Versions Compared

Key

  • This line was added.
  • This line was removed.
  • Formatting was changed.

10-Fold Cross Validation

This is a log of what I did to run a 10-fold cross - validation test of the perceptron vs the GA when testing bug 2910, http://bugzilla.spamassassin.org/show_bug.cgi?id=2910 (-- JustinMason 21/01/04).

First, I checked out the source:

No Format

svn co https://svn.apache.org/repos/asf/incubator/spamassassin/trunk
cd trunk
perl Makefile.PL 
make
cd masses

get pgapack and install as "masses/pgapack". I just scp'd in an already-built tree I had here.
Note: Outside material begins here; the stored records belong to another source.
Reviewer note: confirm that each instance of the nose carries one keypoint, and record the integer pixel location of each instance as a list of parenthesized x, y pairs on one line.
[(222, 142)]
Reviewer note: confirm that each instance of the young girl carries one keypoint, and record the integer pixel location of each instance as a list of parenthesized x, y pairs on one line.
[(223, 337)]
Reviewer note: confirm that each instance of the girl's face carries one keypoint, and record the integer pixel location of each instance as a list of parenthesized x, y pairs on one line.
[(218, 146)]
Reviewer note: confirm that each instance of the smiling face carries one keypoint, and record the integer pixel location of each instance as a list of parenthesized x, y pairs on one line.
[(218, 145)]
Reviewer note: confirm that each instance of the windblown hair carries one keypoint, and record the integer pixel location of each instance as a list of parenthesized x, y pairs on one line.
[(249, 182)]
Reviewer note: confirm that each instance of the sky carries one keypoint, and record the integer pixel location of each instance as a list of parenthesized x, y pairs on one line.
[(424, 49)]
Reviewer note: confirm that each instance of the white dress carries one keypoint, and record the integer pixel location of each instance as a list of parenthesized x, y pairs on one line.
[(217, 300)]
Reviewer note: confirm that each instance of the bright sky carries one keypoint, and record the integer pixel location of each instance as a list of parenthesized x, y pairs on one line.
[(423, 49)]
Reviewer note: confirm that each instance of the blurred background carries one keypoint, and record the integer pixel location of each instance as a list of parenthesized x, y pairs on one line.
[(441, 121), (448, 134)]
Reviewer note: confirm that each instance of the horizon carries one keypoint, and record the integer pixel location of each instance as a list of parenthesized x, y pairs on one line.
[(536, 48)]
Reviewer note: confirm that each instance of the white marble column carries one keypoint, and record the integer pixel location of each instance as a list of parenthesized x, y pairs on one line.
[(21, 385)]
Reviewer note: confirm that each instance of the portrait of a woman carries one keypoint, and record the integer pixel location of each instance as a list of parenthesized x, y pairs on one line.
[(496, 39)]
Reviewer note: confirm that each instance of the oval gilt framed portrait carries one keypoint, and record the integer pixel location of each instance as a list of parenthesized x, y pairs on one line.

use the set-0 logs from the 2.60 GA run – taken from the rsync repository:

No Format

wc -l /home/corpus-rsync/corpus/Obsolete/submit-2.60-GA-run1/ham-set0.log \
      /home/corpus-rsync/corpus/Obsolete/submit-2.60-GA-run1/spam-set0.log
 210442 /home/corpus-rsync/corpus/Obsolete/submit-2.60-GA-run1/ham-set0.log
 354479 home/corpus-rsync/corpus/Obsolete/submit-2.60-GA-run1/spam-set0.log

we want about 2k in each bucket, otherwise it'll take weeks to complete. use split-logs-into-buckets to juggle the log files in blocks of 10% to get the ratio and size to around 2k:2k.

ham buckets first:

No Format

./tenpass/split-log-into-buckets 10 \
    < /home/corpus-rsync/corpus/Obsolete/submit-2.60-GA-run1/ham-set0.log
mv split-1.log new
./tenpass/split-log-into-buckets 10 < new
wc -l split-1.log
   2104 split-1.log

much better!

No Format

mv split-*.log ../../logs/nonspam-jm/

./tenpass/split-log-into-buckets 10 \
    < /home/corpus-rsync/corpus/Obsolete/submit-2.60-GA-run1/spam-set0.log
mv split-1.log new
wc -l new
  35437 new

given this, we want 6 of the 10 logfiles to make 21264 lines, which would result in a roughly even ham:spam ratio for testing. let's do that.

No Format

cat split-{1,2,3,4,5,6}.log > new
./tenpass/split-log-into-buckets 10 < new
wc -l split-1.log
   2126 split-1.log

perfect!

No Format

mv split-*.log ../../logs/spam-jm/

and doublecheck the log sizes:

No Format

wc -l ../../logs/*/*.log
   2104 ../../logs/nonspam-jm/split-1.log
   2103 ../../logs/nonspam-jm/split-10.log
   2106 ../../logs/nonspam-jm/split-2.log
   2103 ../../logs/nonspam-jm/split-3.log
   2102 ../../logs/nonspam-jm/split-4.log
   2105 ../../logs/nonspam-jm/split-5.log
   2102 ../../logs/nonspam-jm/split-6.log
   2103 ../../logs/nonspam-jm/split-7.log
   2103 ../../logs/nonspam-jm/split-8.log
   2104 ../../logs/nonspam-jm/split-9.log
   2126 ../../logs/spam-jm/split-1.log
   2127 ../../logs/spam-jm/split-10.log
   2126 ../../logs/spam-jm/split-2.log
   2126 ../../logs/spam-jm/split-3.log
   2128 ../../logs/spam-jm/split-4.log
   2126 ../../logs/spam-jm/split-5.log
   2126 ../../logs/spam-jm/split-6.log
   2126 ../../logs/spam-jm/split-7.log
   2126 ../../logs/spam-jm/split-8.log
   2125 ../../logs/spam-jm/split-9.log
  42297 total

looks fine.

Next step was to ensure the scores in ../rules are usable for the GA. I did this by grepping out all the rules that had scores of 0 in the tested score-set (score-set 0), and creating a new file called ../rules/99_ga_workaround_scores.cf containing lines like so:

No Format

   score NAME_OF_RULE_1   0.0001
   score NAME_OF_RULE_2   0.0001
   score NAME_OF_RULE_3   0.0001
...

This is necessary so that the mass-check log files, which were generated using the same ruleset but possibly with some rules enabled where they are now disabled, will still be useful; this way, all rules in the ruleset are again enabled, and will be considered by the GA as candidates for evolution.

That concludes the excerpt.